I went to view the remains at two in the afternoon. The chapel was deserted. The coffin was uncovered. The gentleman was Catholic, and they had placed a wooden crucifix on his chest. I stood beside him for nearly 10 minutes. He was robust or, rather, fat. When I knew him in Paris, he was about 50, svelte and agile. Old age, perhaps a hard life, had turned him into a fat, flabby old man.
At the foot of the coffin, on a small lectern, lay a register open to receive the signatures of visitors. A few names had been written there, but none I recognised. Perhaps they were old colleagues, people who lived through the same battles, retired journalists.
A month later Pereira paid his visit to me. I didn’t know what to say to him then and there. And yet I dimly understood that his vague self-presentation as a literary character was symbolic, metaphoric: somehow he was the ghostly transposition of the old journalist to whom I bid my last farewell. I felt embarrassed, but I warmly welcomed him.
That September evening I divined that a spirit drifting in the ether needed me to tell his story, to describe a choice, a torment, a life. In that privileged space which precedes the moment of falling asleep – and which I find most suitable for receiving visits from my characters – I told him to come back, to confide in me, to tell me his story.

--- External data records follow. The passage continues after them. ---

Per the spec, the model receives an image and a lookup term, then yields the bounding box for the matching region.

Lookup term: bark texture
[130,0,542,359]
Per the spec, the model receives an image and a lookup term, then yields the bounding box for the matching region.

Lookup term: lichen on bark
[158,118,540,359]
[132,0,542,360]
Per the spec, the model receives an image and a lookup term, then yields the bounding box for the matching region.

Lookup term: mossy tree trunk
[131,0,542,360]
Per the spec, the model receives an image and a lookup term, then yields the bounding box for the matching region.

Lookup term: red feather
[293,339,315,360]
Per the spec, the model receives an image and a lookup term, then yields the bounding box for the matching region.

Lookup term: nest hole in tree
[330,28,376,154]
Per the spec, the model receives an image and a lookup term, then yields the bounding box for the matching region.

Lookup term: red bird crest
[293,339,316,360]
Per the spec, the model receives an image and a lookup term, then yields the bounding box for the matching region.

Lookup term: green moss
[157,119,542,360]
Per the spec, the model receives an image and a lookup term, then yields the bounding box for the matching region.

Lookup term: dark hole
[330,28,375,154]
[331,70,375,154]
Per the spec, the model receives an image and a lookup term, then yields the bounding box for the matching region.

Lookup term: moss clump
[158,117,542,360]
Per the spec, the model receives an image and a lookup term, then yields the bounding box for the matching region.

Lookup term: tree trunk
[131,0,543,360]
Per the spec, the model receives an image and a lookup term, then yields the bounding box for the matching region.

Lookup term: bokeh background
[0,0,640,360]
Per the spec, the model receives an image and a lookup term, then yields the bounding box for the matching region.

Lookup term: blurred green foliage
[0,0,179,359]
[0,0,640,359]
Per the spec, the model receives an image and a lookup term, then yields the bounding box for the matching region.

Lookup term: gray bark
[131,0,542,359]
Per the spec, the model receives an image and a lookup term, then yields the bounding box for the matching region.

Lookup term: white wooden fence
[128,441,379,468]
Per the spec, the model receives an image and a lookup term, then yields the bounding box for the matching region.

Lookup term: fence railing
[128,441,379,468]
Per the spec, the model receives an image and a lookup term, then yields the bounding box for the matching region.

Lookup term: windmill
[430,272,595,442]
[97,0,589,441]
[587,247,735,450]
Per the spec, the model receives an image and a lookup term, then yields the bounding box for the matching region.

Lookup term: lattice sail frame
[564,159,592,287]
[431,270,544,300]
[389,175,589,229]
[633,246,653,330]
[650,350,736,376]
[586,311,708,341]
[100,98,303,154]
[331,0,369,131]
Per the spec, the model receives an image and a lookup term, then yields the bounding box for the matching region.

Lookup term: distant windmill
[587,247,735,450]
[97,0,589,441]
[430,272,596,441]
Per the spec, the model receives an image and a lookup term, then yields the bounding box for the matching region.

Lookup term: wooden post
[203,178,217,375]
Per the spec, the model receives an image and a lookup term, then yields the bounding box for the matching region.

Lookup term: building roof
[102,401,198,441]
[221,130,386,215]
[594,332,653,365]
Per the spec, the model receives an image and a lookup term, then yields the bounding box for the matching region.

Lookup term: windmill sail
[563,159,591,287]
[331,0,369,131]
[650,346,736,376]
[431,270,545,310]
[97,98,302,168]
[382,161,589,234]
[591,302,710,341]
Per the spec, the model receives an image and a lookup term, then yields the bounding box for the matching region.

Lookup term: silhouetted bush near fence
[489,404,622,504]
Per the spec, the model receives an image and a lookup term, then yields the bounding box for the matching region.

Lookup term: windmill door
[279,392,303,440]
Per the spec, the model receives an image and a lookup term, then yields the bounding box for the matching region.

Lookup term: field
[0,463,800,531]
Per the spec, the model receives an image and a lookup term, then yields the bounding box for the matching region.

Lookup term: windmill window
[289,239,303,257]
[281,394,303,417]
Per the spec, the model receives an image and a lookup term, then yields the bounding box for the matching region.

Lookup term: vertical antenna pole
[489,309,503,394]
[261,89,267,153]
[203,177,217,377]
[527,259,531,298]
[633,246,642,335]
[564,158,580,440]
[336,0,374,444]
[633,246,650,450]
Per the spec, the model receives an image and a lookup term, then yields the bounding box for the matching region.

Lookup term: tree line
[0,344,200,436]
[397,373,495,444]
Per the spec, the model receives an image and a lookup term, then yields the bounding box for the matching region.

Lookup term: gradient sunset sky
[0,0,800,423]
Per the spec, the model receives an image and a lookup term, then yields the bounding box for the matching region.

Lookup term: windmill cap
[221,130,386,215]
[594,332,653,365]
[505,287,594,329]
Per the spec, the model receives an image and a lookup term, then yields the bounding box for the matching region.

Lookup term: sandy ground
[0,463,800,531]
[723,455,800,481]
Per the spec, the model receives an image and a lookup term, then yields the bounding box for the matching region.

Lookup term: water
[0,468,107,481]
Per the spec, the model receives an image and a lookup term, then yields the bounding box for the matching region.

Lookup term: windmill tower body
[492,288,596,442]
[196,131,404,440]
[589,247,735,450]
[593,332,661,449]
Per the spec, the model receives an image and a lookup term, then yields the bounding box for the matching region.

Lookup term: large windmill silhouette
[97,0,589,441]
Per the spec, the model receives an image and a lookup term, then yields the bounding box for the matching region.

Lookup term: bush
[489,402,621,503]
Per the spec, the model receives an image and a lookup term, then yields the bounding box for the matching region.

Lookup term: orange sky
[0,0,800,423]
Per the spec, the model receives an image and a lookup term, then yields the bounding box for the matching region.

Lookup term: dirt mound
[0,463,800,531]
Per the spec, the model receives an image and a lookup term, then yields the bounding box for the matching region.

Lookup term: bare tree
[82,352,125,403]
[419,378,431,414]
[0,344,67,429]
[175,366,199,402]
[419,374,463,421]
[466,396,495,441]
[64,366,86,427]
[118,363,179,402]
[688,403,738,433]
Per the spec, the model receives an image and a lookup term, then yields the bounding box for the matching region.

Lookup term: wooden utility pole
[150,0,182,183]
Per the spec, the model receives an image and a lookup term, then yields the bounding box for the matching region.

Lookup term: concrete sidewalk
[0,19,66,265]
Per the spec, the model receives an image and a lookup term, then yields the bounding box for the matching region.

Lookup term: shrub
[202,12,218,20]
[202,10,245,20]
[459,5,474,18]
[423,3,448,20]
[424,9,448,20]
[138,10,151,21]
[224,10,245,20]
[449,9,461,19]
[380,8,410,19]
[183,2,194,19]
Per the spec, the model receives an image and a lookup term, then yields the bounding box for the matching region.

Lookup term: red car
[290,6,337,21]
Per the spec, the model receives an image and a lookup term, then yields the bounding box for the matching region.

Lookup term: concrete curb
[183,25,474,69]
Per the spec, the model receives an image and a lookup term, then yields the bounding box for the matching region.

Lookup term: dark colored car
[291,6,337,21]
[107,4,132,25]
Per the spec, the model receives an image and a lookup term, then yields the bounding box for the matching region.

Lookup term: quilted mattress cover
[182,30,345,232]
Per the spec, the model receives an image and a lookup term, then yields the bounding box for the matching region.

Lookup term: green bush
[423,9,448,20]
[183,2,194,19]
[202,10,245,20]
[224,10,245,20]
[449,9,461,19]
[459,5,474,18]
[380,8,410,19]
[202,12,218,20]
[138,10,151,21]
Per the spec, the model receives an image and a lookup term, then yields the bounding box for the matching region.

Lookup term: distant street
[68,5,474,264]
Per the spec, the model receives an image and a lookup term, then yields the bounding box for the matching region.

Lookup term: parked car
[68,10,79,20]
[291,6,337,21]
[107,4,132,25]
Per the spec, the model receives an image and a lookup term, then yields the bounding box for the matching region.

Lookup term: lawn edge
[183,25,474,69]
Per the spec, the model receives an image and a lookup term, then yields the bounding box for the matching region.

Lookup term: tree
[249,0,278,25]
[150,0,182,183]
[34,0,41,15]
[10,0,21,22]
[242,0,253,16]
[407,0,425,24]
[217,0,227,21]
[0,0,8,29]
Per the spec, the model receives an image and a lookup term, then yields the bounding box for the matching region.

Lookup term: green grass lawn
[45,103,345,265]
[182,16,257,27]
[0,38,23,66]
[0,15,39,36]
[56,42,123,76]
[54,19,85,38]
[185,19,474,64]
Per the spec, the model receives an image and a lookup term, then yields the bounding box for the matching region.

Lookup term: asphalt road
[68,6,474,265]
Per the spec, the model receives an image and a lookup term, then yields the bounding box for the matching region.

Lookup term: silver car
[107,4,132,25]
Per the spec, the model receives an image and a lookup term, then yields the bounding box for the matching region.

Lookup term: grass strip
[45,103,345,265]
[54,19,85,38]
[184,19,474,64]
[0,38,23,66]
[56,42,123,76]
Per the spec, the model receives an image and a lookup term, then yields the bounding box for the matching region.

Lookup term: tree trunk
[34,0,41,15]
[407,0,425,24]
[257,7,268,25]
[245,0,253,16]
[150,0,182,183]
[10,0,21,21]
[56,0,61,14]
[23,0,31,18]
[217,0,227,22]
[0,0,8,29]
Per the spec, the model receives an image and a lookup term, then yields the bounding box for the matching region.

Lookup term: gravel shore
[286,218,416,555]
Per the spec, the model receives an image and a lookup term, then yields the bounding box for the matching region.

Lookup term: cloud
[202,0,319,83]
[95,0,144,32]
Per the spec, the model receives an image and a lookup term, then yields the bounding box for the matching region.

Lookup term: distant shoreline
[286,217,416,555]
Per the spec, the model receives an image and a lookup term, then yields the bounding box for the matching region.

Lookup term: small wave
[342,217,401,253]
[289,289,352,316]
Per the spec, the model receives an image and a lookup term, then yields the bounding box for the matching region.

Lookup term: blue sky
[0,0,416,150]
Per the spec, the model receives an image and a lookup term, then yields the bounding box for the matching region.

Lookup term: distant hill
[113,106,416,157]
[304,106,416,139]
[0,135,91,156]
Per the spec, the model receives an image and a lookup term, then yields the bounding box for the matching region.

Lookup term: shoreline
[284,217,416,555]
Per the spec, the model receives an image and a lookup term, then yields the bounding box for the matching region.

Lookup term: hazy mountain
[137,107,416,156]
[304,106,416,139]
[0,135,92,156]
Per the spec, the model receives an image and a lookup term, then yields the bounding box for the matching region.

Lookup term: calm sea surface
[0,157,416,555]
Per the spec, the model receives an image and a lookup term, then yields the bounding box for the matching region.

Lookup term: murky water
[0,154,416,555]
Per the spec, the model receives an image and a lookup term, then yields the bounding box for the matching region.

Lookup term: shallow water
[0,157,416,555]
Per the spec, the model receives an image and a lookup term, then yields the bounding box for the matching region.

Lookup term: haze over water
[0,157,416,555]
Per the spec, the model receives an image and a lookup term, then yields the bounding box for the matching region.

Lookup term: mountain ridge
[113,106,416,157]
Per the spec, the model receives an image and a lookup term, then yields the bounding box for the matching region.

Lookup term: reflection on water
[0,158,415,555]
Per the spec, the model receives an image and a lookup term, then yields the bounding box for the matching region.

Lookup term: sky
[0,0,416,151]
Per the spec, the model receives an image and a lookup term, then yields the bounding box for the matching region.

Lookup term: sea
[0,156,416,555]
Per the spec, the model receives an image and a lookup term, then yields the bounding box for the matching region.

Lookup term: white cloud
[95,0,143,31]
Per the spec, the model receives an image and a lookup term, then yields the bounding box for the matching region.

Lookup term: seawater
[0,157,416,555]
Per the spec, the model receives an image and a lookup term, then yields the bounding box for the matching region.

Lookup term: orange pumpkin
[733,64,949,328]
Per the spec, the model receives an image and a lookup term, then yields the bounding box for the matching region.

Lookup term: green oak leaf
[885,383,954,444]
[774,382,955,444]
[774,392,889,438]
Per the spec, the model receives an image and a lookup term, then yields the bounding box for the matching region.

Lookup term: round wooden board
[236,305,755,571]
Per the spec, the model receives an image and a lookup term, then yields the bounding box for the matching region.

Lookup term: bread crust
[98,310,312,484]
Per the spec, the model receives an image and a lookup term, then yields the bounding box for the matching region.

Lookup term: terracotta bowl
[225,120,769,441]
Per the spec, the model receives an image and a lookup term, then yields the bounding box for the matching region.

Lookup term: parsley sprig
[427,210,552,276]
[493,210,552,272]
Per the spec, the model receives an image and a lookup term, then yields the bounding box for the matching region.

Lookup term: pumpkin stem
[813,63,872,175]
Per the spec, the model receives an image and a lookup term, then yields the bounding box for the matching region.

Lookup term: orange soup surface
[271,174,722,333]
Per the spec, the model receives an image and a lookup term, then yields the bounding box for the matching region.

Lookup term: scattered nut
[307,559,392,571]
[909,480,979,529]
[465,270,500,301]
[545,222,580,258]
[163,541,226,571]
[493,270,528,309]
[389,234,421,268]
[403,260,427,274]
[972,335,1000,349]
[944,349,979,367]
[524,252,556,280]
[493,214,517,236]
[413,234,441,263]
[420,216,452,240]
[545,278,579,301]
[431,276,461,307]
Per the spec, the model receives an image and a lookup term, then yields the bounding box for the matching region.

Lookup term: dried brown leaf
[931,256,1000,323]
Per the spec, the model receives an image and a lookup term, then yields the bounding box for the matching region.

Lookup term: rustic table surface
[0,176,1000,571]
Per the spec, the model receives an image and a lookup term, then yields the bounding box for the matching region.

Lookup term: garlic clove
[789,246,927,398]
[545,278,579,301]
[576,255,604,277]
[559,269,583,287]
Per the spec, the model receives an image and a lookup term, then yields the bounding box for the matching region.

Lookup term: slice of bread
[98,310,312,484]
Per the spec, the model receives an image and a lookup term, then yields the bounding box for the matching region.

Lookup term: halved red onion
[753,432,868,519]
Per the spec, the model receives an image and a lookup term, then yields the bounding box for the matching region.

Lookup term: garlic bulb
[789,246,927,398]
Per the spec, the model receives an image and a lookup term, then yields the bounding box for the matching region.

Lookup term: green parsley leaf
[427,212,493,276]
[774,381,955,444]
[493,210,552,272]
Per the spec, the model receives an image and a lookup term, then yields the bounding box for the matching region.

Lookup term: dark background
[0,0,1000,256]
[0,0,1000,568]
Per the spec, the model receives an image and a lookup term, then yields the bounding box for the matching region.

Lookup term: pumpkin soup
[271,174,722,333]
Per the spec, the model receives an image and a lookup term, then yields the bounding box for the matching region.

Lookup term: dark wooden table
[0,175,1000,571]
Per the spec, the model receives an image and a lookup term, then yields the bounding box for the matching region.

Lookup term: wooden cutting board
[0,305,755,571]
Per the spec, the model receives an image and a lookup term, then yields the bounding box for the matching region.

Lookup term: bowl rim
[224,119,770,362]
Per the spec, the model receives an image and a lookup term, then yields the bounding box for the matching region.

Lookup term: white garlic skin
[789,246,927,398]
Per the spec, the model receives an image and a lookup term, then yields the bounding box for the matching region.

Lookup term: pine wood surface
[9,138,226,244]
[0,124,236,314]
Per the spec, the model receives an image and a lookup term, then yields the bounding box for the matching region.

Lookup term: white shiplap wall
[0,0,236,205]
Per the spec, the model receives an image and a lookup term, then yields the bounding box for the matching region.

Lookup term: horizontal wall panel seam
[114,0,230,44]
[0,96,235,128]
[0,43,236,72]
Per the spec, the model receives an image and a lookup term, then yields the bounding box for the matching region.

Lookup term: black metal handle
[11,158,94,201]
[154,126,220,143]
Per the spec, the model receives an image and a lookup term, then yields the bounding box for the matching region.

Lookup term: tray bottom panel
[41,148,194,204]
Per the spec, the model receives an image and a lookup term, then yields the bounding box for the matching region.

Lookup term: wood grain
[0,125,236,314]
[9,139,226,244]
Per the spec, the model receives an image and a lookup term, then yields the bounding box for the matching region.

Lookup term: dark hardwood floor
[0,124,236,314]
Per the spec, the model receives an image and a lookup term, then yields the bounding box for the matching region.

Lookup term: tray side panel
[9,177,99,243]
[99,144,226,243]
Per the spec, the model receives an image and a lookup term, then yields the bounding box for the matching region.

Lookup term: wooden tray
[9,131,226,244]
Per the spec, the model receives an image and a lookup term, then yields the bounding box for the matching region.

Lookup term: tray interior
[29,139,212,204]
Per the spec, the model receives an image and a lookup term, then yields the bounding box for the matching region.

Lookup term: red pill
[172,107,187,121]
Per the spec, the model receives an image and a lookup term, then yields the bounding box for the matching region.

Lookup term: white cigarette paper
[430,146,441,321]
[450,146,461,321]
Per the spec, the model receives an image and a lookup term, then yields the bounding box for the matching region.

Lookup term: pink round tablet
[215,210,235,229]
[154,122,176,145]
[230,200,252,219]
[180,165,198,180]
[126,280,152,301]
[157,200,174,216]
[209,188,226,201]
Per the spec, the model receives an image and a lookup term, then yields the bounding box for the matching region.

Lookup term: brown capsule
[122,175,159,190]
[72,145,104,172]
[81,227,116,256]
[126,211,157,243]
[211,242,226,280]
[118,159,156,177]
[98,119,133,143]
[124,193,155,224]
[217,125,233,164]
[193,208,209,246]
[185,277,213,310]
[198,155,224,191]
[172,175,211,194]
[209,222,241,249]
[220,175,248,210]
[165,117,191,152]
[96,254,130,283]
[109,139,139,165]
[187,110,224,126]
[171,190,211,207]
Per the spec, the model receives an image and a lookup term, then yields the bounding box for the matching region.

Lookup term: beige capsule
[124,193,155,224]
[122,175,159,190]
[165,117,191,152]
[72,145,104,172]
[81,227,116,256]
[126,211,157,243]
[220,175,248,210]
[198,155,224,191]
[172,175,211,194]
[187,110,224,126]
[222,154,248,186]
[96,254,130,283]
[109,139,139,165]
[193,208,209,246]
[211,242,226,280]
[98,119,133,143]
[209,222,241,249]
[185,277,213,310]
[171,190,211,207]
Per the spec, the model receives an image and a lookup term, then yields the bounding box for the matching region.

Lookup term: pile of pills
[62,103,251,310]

He came back, and I immediately found a name for him: Pereira. In Portuguese “Pereira” means “pear tree”, and like all the names for fruit trees, it is a surname of Hebrew origin, just as in Italy the surnames of Hebrew origin are the names of cities. With this name I wanted to pay homage to a people who had left a great imprint on Portuguese culture and suffered the injustices of history. But there was another reason, literary in origin, which led me to this name: a brief interlude by TS Eliot entitled “What About Pereira?” in which a fragmentary conversation between two friends evokes a mysterious Portuguese man named Pereira, about whom nothing can ever be known.
About my Pereira, however, I began to know many things. In his nocturnal visits he told me that he was a widower who suffered from heart disease and unhappiness. He loved French literature, especially Catholic writers between the wars, such as François Mauriac and Georges Bernanos. He was obsessed with the idea of death. His closest confidant was a Franciscan named Father Antonio, to whom he shuddered to confess his heresy: he didn’t believe in the resurrection of the body.
Later Pereira’s confessions, joined to my writerly imagination, produced the rest. Through Pereira I located a crucial month in his life, a torrid month, August of 1938. I recalled Europe on the brink of disaster, the second world war, the Spanish civil war, the tragedies of our recent past. And in the summer of 1993, when Pereira – who had now become my old friend – told me his story, I was able to write it. I wrote it at Vecchiano, in two equally torrid months of furiously intense work.
By a lucky coincidence, I finished writing the last page on the 25 August. I wanted to record that date on the page because it is an important day for me: my daughter’s birthday. I felt it was a sign, an omen. The happy day of my child’s birth also gave birth – thanks to the effort of writing – to the story of a man’s life. Perhaps, in the inscrutable weave of events that the gods bestow on us, everything has its meaning.”
• Antonio Tabucchi died on 25 March 2012. This article about the writing of Pereira Maintains (Canongate) was translated by Lawrence Venuti.